Choice B is incorrect because while it may be important to document how the fall happened and when the physician was notified, it does not directly capture the client's own words and thoughts.
Choice C is incorrect as it focuses on the conditions of the room rather than the client's own account of the situation.
Choice D is also incorrect as it pertains to the client's medical history and medications, which are important but not directly relevant to documenting the client's immediate situation and actions.
A client asks a nurse, 'Do you think I should move back home after this procedure?' and the nurse responds by saying, 'Do you think you should move back home?' What type of therapeutic communication is the nurse representing?
- A. Observation
- B. Reflection
- C. Summarizing
- D. Validating
Correct Answer: B
Rationale: The correct answer is B: Reflection. Reflection involves paraphrasing the client's words to help them explore their feelings and thoughts. In this scenario, the nurse is reflecting the client's question back to them, encouraging self-exploration. Observation (A) involves stating what the nurse sees or hears without interpretation. Summarizing (C) involves condensing information. Validating (D) involves confirming the client's feelings or experiences. The nurse's response does not align with the other options, making reflection the best choice.

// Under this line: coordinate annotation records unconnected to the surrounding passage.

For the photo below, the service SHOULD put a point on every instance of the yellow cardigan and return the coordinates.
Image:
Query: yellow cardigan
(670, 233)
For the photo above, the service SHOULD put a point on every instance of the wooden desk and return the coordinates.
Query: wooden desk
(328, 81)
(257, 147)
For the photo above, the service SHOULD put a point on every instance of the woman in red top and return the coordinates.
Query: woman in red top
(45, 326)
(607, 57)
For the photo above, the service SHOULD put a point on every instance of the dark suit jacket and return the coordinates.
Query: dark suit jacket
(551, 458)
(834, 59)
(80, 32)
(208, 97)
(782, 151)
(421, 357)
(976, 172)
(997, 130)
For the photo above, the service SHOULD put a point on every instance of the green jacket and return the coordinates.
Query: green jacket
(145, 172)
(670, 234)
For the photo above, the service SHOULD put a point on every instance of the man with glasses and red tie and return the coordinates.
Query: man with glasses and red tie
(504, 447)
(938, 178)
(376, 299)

Which example best describes a nurse who exhibits moral courage?
- A. A nurse feels angry when a parent refuses important treatment for his child.
- B. A nurse considers seeking help for depression when she feels she cannot meet the needs of her clients in the oncology unit.

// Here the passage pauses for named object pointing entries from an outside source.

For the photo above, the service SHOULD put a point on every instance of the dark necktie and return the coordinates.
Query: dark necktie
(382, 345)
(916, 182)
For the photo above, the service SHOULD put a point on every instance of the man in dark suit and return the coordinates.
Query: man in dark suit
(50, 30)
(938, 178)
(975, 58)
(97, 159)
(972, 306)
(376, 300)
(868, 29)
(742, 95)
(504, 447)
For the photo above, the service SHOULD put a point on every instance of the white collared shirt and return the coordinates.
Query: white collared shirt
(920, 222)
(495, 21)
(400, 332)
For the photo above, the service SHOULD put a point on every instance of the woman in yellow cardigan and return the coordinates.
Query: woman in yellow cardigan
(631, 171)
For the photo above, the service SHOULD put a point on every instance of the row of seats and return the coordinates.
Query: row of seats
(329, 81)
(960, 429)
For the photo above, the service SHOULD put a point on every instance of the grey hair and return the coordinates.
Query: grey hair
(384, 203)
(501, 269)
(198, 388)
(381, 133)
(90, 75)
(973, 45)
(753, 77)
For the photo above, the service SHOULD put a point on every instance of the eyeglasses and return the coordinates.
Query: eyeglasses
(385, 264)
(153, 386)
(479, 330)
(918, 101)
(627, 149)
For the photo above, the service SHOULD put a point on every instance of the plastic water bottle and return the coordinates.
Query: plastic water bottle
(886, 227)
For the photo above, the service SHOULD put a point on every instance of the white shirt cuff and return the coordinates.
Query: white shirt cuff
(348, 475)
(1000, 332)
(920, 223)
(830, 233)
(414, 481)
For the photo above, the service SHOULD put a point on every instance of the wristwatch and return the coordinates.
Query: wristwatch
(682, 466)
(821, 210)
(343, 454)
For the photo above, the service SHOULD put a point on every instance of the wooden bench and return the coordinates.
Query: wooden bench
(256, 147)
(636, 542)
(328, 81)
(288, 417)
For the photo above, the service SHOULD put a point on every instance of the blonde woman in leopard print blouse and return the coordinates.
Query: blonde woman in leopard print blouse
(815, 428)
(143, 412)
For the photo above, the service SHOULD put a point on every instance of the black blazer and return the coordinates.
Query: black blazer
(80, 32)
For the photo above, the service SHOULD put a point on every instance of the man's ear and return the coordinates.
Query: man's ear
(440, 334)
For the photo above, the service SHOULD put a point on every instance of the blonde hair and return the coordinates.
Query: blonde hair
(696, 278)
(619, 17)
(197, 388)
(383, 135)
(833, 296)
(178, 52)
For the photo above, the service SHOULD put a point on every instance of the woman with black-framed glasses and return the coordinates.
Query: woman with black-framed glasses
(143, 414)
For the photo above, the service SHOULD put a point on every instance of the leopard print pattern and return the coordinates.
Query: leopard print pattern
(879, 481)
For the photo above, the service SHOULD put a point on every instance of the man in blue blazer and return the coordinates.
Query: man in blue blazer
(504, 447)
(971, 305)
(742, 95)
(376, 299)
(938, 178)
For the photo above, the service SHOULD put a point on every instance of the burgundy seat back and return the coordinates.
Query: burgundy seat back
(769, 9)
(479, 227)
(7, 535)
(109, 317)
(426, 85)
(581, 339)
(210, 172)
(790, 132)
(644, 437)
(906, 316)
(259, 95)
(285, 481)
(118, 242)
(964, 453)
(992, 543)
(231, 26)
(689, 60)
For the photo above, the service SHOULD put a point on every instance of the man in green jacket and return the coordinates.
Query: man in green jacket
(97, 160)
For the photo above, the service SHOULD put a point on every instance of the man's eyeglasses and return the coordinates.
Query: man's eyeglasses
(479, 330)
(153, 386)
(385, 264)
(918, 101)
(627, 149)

- C. A nurse contacts a physician for further orders when he fails to order comfort measures for a client with a terminal illness.
- D. A nurse is frustrated when the laboratory is slow in responding to an order for a stat blood glucose.
Correct Answer: C
Rationale: The correct answer is C because it demonstrates moral courage by advocating for the client's well-being in the face of potential conflict with the physician. By taking action to ensure the comfort of a terminally ill client, the nurse upholds ethical principles. Choice A reflects emotional response, not moral courage. Choice B focuses on personal issues, not professional courage. Choice D involves frustration, not moral courage.